The U.S. Senate has voted to re-open the government, prevent default, and protect the spending reductions in the Budget Control Act.

Sen. Roy Blunt says simply of the vote, “The federal government spends too much and borrows too much. Those must be the two main targets after today’s vote and until we get our spending under control. Debate priorities, set priorities, and live within our means; that’s what American families have to do and what our government must do.”

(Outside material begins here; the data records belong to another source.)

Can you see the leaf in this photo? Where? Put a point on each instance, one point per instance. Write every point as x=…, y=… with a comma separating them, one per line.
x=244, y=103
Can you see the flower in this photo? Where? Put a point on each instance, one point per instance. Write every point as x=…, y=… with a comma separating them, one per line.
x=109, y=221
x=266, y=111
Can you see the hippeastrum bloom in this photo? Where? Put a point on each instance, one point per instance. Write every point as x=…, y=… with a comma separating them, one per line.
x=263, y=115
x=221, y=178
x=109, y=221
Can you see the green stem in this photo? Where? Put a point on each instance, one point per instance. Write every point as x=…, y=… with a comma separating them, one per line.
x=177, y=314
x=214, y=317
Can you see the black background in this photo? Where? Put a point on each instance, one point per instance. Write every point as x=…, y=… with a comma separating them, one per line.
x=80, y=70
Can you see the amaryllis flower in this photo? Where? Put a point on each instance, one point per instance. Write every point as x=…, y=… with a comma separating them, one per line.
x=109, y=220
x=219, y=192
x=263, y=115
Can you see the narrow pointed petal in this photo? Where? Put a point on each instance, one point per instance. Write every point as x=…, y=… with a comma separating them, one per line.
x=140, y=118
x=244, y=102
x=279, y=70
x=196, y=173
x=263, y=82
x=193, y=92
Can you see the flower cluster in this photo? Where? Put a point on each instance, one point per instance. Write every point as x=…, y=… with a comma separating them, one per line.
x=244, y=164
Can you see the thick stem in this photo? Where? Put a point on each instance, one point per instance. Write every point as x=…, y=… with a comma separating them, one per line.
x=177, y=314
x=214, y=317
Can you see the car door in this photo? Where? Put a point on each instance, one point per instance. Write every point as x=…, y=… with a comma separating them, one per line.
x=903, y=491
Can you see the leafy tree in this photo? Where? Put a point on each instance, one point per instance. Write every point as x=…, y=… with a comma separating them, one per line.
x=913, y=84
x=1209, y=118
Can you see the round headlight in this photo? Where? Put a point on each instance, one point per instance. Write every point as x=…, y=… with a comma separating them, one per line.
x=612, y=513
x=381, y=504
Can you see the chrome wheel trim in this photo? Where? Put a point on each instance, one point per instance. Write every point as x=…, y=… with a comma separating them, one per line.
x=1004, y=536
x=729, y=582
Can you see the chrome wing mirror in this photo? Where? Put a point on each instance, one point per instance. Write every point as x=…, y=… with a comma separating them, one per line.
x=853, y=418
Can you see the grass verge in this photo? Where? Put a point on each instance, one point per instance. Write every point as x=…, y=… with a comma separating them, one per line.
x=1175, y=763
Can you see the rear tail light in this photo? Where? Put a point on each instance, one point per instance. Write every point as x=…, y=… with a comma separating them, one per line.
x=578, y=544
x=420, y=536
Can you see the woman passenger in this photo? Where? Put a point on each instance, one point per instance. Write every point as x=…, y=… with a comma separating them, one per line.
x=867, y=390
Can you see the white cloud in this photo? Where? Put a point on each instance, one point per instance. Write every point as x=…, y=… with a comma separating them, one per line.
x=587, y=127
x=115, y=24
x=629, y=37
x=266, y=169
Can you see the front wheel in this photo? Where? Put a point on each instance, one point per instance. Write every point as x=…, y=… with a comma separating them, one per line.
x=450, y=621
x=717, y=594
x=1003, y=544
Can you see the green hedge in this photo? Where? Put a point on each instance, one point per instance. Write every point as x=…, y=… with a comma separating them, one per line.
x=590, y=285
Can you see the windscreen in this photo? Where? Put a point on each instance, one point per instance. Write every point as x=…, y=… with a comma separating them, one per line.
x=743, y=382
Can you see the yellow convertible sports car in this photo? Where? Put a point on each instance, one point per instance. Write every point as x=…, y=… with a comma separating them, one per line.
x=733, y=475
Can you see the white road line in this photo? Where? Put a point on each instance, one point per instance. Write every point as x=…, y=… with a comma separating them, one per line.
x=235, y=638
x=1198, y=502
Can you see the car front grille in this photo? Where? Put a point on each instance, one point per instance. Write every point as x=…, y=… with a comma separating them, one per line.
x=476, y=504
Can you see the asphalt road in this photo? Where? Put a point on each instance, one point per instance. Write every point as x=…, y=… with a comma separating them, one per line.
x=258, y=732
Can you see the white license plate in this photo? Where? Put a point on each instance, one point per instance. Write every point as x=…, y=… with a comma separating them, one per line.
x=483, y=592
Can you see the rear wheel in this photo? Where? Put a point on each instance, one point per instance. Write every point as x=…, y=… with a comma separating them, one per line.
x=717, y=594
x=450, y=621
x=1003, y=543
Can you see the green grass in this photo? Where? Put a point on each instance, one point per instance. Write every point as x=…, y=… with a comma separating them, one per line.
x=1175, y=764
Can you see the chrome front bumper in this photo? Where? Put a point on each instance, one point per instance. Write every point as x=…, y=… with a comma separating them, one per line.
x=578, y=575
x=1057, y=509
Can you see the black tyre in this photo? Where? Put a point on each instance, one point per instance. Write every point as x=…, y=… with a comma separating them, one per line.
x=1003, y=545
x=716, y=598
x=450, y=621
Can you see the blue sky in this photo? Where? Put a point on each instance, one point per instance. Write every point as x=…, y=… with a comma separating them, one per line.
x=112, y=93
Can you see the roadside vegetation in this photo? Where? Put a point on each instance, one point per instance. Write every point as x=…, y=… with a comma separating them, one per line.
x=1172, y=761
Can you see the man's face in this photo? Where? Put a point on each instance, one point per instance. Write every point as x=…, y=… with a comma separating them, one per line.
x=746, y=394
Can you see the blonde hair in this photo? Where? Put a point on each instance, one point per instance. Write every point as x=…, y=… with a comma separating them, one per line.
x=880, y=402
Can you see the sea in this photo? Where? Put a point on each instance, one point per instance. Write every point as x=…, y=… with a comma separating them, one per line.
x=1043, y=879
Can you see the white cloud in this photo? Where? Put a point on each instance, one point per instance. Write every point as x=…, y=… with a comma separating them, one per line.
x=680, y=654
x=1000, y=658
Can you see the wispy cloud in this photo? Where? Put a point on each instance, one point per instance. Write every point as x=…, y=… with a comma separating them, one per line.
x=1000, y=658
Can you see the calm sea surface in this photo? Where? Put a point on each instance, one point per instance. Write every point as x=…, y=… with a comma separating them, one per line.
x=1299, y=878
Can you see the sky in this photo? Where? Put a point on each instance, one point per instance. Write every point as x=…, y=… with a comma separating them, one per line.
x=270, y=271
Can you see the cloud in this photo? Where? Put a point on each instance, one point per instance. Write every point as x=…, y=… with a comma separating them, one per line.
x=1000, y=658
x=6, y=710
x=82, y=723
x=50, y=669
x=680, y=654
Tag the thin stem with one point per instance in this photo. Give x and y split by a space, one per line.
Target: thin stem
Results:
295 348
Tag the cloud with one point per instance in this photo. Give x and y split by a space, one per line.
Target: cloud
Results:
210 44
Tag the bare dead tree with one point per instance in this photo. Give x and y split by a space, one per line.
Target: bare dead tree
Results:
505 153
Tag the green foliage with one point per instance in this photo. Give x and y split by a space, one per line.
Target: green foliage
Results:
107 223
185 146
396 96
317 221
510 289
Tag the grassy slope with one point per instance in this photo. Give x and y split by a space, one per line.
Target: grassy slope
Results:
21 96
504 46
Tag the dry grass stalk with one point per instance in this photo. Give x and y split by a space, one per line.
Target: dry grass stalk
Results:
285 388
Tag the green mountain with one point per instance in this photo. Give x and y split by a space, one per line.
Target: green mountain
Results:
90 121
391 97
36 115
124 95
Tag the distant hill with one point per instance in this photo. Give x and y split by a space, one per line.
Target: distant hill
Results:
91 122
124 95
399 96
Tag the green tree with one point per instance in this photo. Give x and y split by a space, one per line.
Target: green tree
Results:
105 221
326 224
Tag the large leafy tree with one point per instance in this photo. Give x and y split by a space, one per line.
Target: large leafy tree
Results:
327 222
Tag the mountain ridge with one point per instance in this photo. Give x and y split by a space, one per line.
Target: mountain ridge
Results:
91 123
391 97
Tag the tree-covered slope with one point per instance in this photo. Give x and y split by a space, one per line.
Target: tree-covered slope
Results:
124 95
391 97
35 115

Sen. Claire McCaskill says he hopes the agreement can be a blueprint for future cooperation and compromise, and says she’s anxious to get back to work on things that really matter to Missouri families, like creating jobs, fixing our roads, and making college more affordable.

The agreement successfully re-opens the federal government, avoids a federal default, and requires negotiations in Congress toward a final budget agreement. The agreement also keeps the Affordable Care Act intact, the stumbling block that brought Congress to a halt in passing a continuing resolution two weeks ago.

“Let’s learn from this and do better,” McCaskill said in an e-mailed statement.

“More than two weeks ago, U.S. House members shut down the federal government by demanding a dismantling of the Affordable Care Act in exchange for funding federal agencies and refusing to allow an up-or-down vote on a ‘clean’ funding bill free of such policy riders,” McCaskill’s office said. “During that time, nearly 40,000 federal employees in Missouri have been out of work, benefits for Missouri’s veterans have been delayed, vital loans for small businesses have been sidelined, Social Security checks have failed to go out to seniors enrolling in the program for the first time, and parks and offices across the state have been closed.”

McCaskill says she is a strong supporter of the Affordable Care Act and has consistently worked across the aisle to make commonsense improvements to the law as it is implemented-first by successfully removing a burdensome reporting requirement on businesses, then teaming up with Sen. Tom Coburn (R-Okla.) to seek a repeal of a provision that has proved problematic by causing some states to subsidize high wages at hospitals through Medicare reimbursements.

Meanwhile, Rep. Peter King (R-NY) tells Fox News that the House GOP leaders had known the strategy was doomed but had been unable to fight the caucus committed to defunding it.

“John Boehner (R-OH) and Eric Cantor (R-VA) both told us in early September that this was doomed to failure, but they had no choice because we had thirty-five or forty Republicans who insisted we follow this path,” he says. “Once the government was shut down, it took away the edge we would have had. If we kept the government open and debated on the debt ceiling, we could have made inroads, we could have made more cutbacks on Obamacare. Over the last ten days, Obamacare has become more popular, which is ridiculous in view of the terrible start up they’ve had.”

King calls Sen. Ted Cruz (R-TX) “the architect” of the shutdown.

“He said that if the House defunded Obamacare and shut down the government, then when it got to the Senate he would take care of it,” King said on Fox. “He was behind the thirty or forty supporters in the House. He’s the one who assumed responsibility, and he’s responsible, also, for the failure.”